Is and has the land conference been on the right track and can it eventually produce the intended outcome and with the requisite input of all relevant stakeholders?
One cannot help posing this pertinent question in view of the groundswell unhappiness and lack of confidence in next week’s land conference, especially by what one could regard leading members of the civic society and, more importantly, leaders of the land dispossessed communities.
Just as one group of civil society players were to announce distancing themselves from the land conference on Wednesday, a media conference had to be postponed at the eleventh hour until the group had had an audience with Vice-President Nangolo Mbumba on the same day.
But it seems that the audience with the VP came and went with little impact in terms of boosting the confidence of the various stakeholders that met him.
Thus until the various issues of concern to civil society are addressed – and time is of essence in this regard with just a day left to the conference on Monday – it is the considered opinion of the civil society that under the circumstances, the conference is better postponed.
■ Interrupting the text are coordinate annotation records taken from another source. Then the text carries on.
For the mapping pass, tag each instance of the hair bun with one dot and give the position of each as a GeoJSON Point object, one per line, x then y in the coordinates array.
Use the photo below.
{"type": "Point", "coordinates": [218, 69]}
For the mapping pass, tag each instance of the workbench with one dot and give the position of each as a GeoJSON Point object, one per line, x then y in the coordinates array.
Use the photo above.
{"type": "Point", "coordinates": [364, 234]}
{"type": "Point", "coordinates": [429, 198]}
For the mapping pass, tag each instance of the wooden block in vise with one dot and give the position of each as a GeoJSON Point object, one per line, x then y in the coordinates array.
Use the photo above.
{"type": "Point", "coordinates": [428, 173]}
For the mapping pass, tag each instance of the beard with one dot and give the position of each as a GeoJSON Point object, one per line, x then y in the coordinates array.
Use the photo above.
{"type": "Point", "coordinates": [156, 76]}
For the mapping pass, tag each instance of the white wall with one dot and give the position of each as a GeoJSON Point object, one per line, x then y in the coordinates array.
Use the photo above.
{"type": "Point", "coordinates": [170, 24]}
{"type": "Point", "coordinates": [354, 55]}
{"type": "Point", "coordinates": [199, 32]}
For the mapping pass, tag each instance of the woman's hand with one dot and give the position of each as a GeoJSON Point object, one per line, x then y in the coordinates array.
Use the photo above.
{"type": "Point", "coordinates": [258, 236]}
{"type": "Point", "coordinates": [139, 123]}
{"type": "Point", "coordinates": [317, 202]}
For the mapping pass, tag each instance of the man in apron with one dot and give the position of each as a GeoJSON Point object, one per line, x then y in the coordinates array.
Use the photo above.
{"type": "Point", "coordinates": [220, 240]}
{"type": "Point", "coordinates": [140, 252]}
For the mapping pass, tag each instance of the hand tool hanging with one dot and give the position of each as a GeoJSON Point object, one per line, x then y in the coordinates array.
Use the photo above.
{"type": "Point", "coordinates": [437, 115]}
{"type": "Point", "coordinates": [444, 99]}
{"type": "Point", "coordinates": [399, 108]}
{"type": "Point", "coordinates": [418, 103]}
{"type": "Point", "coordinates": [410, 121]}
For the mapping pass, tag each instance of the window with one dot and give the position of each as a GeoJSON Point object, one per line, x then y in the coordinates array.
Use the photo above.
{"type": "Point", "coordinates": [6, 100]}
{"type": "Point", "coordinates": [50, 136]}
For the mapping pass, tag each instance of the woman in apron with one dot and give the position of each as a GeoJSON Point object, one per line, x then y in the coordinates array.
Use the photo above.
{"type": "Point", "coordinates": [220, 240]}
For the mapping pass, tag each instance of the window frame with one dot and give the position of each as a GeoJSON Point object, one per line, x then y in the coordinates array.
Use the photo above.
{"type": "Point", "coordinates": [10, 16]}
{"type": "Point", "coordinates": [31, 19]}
This would allow for a proper and transparent organisation of the conference, perhaps by an independent body, because government has thus far proven extremely wanting in this regard.
Postponing the conference is the most prudent thing to do under the circumstances, before resources are spent on the indaba that may not worth any cent spent.
It has been obvious that the preparation of the conference has been flawed from Day 1.
Central to this failure is the programmatic non-recognition of ancestral land rights claim. Officialdom has been categorical that for national reconciliation and nation building, the conference shall not entertain ancestral land rights claims.
This means against the best interest of the land dispossessed, ancestral land rights claim is a no-go area for the government reasons only known to them.
As far as the civil society and land disposed communities are concerned, there cannot be an informed land reform process without the consideration of ancestral land.
The audience with the VP on Wednesday, belated as it was, was not the first by civil society to try and give the land conference some respectability, credibility and legitimacy.
Most recently severally and separately, various traditional leaders and non-governmental organisations wrote Prime Minister Saara Kuugongelwa-Amadhila as convener of the land conference to raise several substantive and procedural issues.
Foremost amongst them were the ancestral land rights claim and its status at the upcoming land conference, especially the fact that it was not among the thematic issues discussed in the plenary.
There was also the vital issue of representation, with representatives of the land dispossessed in particular feeling reduced to mere spectators.
Initially it seemed that many of the issues raised by civil society were duly noted and, in good faith, to be taken good care of in terms of the necessary changes, and the elevation of ancestral land rights claim to a thematic level. Civil society has not been the only group to raise issues with the land conference but it seems those at the helm of the event have not been on tap to take note of such concerns, all of which have been constructive in their content and nature.
But now the die seems to be cast with the civil society categorical and adamant that the conference must be postponed. But this has not been granted, which shows some bad faith on the part of the organisers.
Once cannot predict the ultimate given the unfolding situation of a substantial section of civic society refusing to be mere pawns in an otherwise an exercise of which the final outcomes are predetermined, but surely some elements need to account to the country as to what went wrong.
A document has been circulating about the so-called position of the government, which for that matter some senior members of the government have been denying any knowledge of. This document, with the Ministry of Land Reform as its alleged origin, indicates the pre-determinism of the land conference outcome. More than anything else, this must have been the last straw as far as civil society is concerned in legitimising what they deem an illegitimate process.